My hack above adds a beta redex so that `program` does not have to capture `append` when creating the obligation.

#### Michael Soegtrop (Mar 14 2022 at 09:29):

Here are a few lines which I find instructive:

``````Require Import Lia.

Fail Definition three_lt_5a : {n : nat | n < 5} :=
exist (fun n => n<5) 3 ltac:(match goal with |- ?a => idtac "GOAL=" a end; lia).

(*
GOAL= ((fun n : nat => lt n 5) 3)
The command has indeed failed with message:
Tactic failure:  Cannot find witness.
*)

Definition three_lt_5b : {n : nat | n < 5} :=
exist (fun n => n<5) 3 ltac:(cbv beta; match goal with |- ?a => idtac "GOAL=" a end; lia).

(* GOAL= (lt 3 5) *)

Fail Definition three_lt_5c : {n : nat | n < 5} :=
exist _ _ ltac:(cbv beta; match goal with |- ?a => idtac "GOAL=" a end; lia).

(*
GOAL= (?P ?x)
The command has indeed failed with message:
Tactic failure:  Cannot find witness.
*)

Program Definition three_lt_5d : {n : nat | n < 5} :=
exist _ 3 ltac:(cbv beta; match goal with |- ?a => idtac "GOAL=" a end; lia).

(* GOAL= (lt 3 5) *)
``````

This shows two things:

• The type checker of `Program Definition` is bidirectional, while the type checker of `Definition` is not. For this reason one has to give an explicit first argument `(fun n => n<5)` with `Definition`, but not with `Program Definition`
• The proof goal for the 3rd argument of `exists` needs beta conversion before `lia` can understand it.

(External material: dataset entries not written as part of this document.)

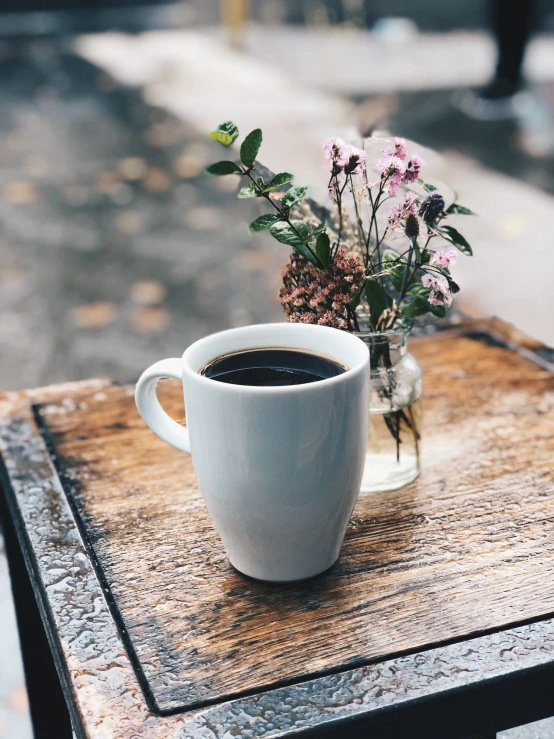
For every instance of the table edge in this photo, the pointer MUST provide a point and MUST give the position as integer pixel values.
(348, 696)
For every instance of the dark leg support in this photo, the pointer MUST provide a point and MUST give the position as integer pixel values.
(512, 25)
(49, 712)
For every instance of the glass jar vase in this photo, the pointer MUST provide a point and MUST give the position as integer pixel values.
(393, 450)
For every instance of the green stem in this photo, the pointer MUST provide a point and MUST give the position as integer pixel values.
(283, 215)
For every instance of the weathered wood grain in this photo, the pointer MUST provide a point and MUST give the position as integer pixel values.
(468, 547)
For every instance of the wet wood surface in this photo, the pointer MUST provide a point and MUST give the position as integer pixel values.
(466, 548)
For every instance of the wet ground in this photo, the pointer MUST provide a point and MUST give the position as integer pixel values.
(116, 251)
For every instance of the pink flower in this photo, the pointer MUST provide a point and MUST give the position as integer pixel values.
(390, 163)
(440, 290)
(444, 258)
(413, 169)
(400, 149)
(337, 150)
(436, 298)
(334, 185)
(435, 282)
(392, 169)
(395, 181)
(401, 211)
(356, 162)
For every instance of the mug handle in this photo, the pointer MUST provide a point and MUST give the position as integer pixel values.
(150, 409)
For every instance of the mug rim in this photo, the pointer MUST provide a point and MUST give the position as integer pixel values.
(361, 364)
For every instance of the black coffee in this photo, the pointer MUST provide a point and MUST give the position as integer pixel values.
(271, 367)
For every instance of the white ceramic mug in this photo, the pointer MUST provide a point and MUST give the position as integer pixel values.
(279, 467)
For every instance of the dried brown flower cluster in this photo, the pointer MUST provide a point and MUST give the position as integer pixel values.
(322, 296)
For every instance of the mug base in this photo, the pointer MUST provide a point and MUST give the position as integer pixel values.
(284, 580)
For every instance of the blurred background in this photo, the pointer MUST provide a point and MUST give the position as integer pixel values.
(115, 249)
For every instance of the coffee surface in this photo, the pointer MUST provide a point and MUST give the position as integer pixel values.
(271, 368)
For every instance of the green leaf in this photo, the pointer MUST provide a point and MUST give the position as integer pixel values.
(426, 186)
(456, 238)
(284, 233)
(396, 273)
(248, 191)
(279, 180)
(306, 252)
(250, 148)
(460, 210)
(263, 222)
(420, 304)
(323, 249)
(226, 133)
(376, 297)
(222, 168)
(293, 195)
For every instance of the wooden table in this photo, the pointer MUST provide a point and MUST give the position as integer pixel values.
(434, 622)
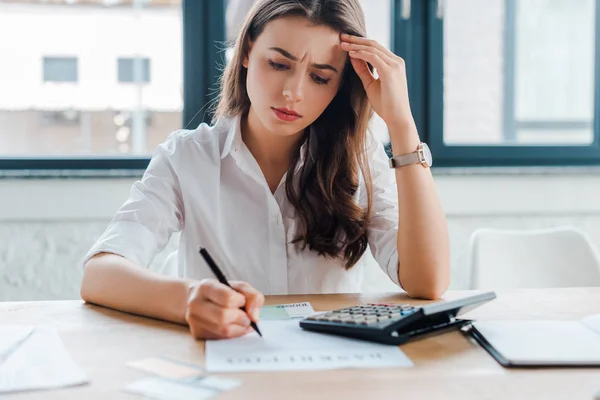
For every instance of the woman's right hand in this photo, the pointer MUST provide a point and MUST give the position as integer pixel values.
(213, 309)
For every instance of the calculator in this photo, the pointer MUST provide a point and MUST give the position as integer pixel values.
(395, 323)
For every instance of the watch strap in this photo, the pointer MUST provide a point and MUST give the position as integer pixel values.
(405, 159)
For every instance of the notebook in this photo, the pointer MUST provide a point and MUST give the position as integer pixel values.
(540, 343)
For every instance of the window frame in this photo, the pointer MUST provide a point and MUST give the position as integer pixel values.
(121, 70)
(71, 59)
(483, 155)
(203, 29)
(418, 39)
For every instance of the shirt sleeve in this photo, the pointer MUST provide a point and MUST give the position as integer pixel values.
(143, 225)
(383, 228)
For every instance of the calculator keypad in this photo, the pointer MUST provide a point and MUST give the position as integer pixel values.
(370, 314)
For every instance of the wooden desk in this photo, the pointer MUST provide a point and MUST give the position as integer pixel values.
(446, 366)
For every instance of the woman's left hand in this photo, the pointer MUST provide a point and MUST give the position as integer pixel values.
(388, 92)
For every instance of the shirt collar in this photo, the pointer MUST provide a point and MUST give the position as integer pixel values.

#### Enrico Tassi (Mar 14 2022 at 09:55):

IIRC the type checker of `Program` is bidirectional on parameters of inductive types by default, like the predicate here. With `bidirectional hints` one can obtain the same behavior (without necessarily using Program), see https://coq.inria.fr/refman/language/extensions/arguments-command.html?highlight=bidirectional%20hints#bidirectionality-hints

#### Michael Soegtrop (Mar 14 2022 at 11:29):

@Enrico Tassi : cool, thanks for the hint - I didn't notice this change!

So this does also work:

``````Require Import Lia.

Arguments exist _ _ & _ _.

Definition three_lt_5c : {n : nat | n < 5} := exist _ 3 ltac:(cbv beta; lia).
``````

#### Michael Soegtrop (Mar 14 2022 at 11:37):

P.S.: the downside of this solution might be that the proof is not abstracted into a separate opaque lemma - as with `Program Definition`. This might have bad effects on performance in some cases. Using `abstract` in `ltac:()` does not work (it creates a local function rather than a global opaque definition).